Over several years I continued to gain weight as my job became harder and our family’s life became more scheduled. My philosophy changed and I adopted a worldview that it was impossible to simultaneously be a good parent, be physically fit and be successful in a challenging career. I told myself you could only have 2 out of those 3 things. I justified my weight and general wheeziness by convincing myself that I had made a noble sacrifice by choosing my kids and the job that provided for my them over my own physical health. When I would see men who were obviously physically fit, I would say to myself “well he must be a crappy parent” or “well he must suck at his job.” It’s also embarrassing to admit that being a good spouse wasn’t even a consideration in this calculus.
So I continued on this path until I reached my highest recorded weight of 305 pounds. This was about the same time that my good friend Blake (now known as Brazilian) started going to F3. Consistent with the reality I had created for myself, I HATED F3. I thought the nicknames and all of the videos on twitter were just stupid. I missed hanging out with my friend Blake and I resented that F3 kept him from staying up late and drinking beers with me. No matter how many times I said no he kept trying to recruit me. It became pretty annoying.

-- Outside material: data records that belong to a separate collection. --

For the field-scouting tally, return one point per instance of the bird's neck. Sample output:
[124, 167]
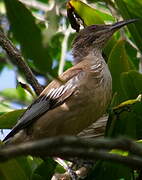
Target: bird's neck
[80, 53]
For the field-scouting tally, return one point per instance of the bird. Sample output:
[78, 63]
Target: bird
[79, 98]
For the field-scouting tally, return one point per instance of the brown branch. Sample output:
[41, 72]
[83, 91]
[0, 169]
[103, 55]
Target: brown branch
[67, 147]
[16, 58]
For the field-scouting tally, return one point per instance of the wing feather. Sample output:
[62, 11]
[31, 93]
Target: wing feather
[45, 102]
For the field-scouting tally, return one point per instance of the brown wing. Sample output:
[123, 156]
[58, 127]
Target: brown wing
[54, 95]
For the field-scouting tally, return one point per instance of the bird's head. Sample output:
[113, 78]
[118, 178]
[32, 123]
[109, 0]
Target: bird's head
[98, 35]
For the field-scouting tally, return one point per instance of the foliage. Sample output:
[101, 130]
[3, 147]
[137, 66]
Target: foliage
[42, 32]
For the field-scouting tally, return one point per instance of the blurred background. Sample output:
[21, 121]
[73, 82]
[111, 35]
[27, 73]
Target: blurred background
[41, 30]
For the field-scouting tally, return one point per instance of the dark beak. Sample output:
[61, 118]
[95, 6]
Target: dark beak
[120, 24]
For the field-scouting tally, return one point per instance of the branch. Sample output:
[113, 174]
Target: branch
[16, 58]
[64, 50]
[67, 147]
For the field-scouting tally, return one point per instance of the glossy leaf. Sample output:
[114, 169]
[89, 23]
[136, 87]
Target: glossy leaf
[110, 171]
[131, 9]
[132, 84]
[12, 170]
[45, 169]
[126, 120]
[9, 119]
[28, 34]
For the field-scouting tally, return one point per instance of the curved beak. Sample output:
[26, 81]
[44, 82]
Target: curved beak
[120, 24]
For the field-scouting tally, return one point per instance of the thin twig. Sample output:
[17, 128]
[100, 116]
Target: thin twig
[16, 58]
[68, 146]
[64, 50]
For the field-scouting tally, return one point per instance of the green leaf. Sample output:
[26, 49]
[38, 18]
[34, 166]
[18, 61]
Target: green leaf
[132, 9]
[118, 63]
[132, 84]
[110, 171]
[45, 169]
[89, 15]
[126, 120]
[12, 170]
[8, 120]
[28, 34]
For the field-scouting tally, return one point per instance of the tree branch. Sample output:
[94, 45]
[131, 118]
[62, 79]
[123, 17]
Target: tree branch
[16, 58]
[67, 147]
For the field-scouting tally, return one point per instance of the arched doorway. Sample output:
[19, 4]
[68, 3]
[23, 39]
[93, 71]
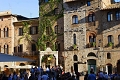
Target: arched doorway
[48, 60]
[118, 66]
[75, 58]
[91, 65]
[109, 67]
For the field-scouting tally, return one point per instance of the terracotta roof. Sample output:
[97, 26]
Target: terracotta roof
[112, 6]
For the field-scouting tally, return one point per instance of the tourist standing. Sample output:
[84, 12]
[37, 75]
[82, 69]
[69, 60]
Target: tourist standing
[86, 76]
[91, 76]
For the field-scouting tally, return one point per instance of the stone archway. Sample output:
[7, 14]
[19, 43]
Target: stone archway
[48, 51]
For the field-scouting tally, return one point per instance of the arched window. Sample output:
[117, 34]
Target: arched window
[74, 38]
[109, 16]
[75, 58]
[75, 19]
[119, 39]
[91, 17]
[108, 56]
[117, 14]
[5, 32]
[6, 48]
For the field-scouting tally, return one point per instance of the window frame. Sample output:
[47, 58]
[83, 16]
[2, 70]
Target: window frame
[108, 56]
[74, 19]
[91, 17]
[117, 15]
[74, 39]
[33, 30]
[20, 31]
[88, 3]
[109, 16]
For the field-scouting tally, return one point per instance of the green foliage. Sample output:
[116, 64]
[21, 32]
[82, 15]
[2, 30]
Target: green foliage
[45, 58]
[47, 20]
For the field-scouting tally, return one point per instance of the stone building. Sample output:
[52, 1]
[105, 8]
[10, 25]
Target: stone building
[91, 35]
[7, 34]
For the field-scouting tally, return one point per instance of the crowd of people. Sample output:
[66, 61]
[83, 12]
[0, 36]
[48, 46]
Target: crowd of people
[38, 73]
[101, 76]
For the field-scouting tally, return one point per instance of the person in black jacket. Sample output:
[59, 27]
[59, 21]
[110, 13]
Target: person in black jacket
[86, 76]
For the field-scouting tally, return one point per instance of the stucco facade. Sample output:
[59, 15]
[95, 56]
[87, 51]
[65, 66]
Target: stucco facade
[98, 27]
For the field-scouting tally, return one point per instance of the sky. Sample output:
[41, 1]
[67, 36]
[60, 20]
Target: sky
[27, 8]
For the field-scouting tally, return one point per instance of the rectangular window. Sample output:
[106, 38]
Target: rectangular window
[15, 49]
[20, 31]
[56, 11]
[33, 46]
[117, 14]
[34, 30]
[109, 16]
[20, 48]
[88, 3]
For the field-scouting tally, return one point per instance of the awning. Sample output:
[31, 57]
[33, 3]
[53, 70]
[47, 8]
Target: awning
[112, 6]
[21, 67]
[10, 58]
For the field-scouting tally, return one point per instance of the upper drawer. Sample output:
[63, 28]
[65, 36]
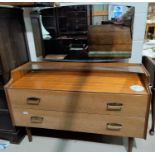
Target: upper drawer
[98, 103]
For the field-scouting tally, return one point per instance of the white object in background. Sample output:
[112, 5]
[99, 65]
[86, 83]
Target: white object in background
[29, 34]
[4, 144]
[149, 53]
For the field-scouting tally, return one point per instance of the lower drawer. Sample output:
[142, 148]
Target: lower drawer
[5, 120]
[93, 103]
[82, 122]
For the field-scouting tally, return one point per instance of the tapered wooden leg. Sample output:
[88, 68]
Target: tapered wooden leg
[130, 143]
[153, 114]
[28, 131]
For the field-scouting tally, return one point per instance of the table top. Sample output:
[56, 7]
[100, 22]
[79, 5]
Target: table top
[81, 81]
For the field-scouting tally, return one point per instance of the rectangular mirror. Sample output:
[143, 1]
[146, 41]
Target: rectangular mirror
[96, 32]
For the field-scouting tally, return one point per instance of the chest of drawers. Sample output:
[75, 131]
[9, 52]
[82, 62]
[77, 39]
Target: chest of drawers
[84, 97]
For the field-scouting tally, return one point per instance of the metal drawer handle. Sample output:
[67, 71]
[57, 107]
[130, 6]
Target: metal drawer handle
[33, 101]
[36, 119]
[114, 106]
[114, 126]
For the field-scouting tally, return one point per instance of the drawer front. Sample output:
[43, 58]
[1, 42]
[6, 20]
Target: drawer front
[82, 122]
[98, 103]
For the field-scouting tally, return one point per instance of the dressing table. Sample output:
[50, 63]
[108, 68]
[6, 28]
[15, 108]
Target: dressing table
[101, 98]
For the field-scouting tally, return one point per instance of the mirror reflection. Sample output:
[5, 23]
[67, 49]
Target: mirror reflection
[86, 32]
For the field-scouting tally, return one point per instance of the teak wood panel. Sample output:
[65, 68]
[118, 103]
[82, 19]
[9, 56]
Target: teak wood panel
[113, 47]
[91, 81]
[92, 123]
[132, 105]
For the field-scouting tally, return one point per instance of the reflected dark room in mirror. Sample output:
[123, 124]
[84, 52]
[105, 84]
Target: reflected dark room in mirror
[96, 32]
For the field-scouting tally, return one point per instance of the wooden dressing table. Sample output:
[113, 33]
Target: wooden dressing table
[83, 97]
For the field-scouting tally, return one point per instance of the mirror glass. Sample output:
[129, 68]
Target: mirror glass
[87, 32]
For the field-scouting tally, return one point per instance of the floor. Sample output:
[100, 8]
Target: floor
[49, 144]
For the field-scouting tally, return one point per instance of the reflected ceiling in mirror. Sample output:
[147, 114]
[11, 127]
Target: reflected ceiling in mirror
[87, 32]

Rock bottom occurred for me on a family vacation to Houston. My wife had been a swimmer at Rice University, and we went back with our kids to watch a football game. We took the kids to the on campus bookstore to get everyone shirts to wear to the game and the only shirt that would fit me was a 3XL. This was the first time I ever had to buy a 3XL (or at least the first time it became apparent to me) and if you will please excuse my vanity, it was humiliating for this to happen right in front of my kids. God bless them, kids don’t understand the struggles of being a large American or the inconsistent farce that we call a garment sizing system. It was embarrassing to explain to my kids why I couldn’t fit in an “Extra Large” or even a “Double Extra Large” and that instead their father was a size “Triple Extra Large.”
So, after we arrived back in Omaha after the game on Sunday night I swallowed my pride and sent Brazilian a text asking about F3. Unfortunately for me, my first workout was the Murph and I was not ready. It stunk. My plan was to use it for just exercise so that I could get my weight down and to avoid all of the other social interactions. Whelp, that didn’t quite work and it turns out that I love F3 and all of its ancillary silliness.
I am so very thankful to have all of you men in my life. My current total is 55 pounds lost since joining F3 but more importantly I have to thank all of you for being such good friends and through showing me that it is possible (not easy, but possible) to be physically fit and be a good parent while also being good at your job. There are so many guys in this group who excel on all 3 fronts and seeing the examples that you set just living out your daily lives has given me more encouragement than you could ever know. All of the health issues that used to give me constant anxiety feel much more manageable now. So thank you all for proving me wrong and showing me a better way.
That being said: Although I love you all dearly, some of you still aren’t getting proper depth on your air squats. Strive for 90 degrees depth measured from the TOP of the thigh. If your legs aren’t bending, you’re just pretending.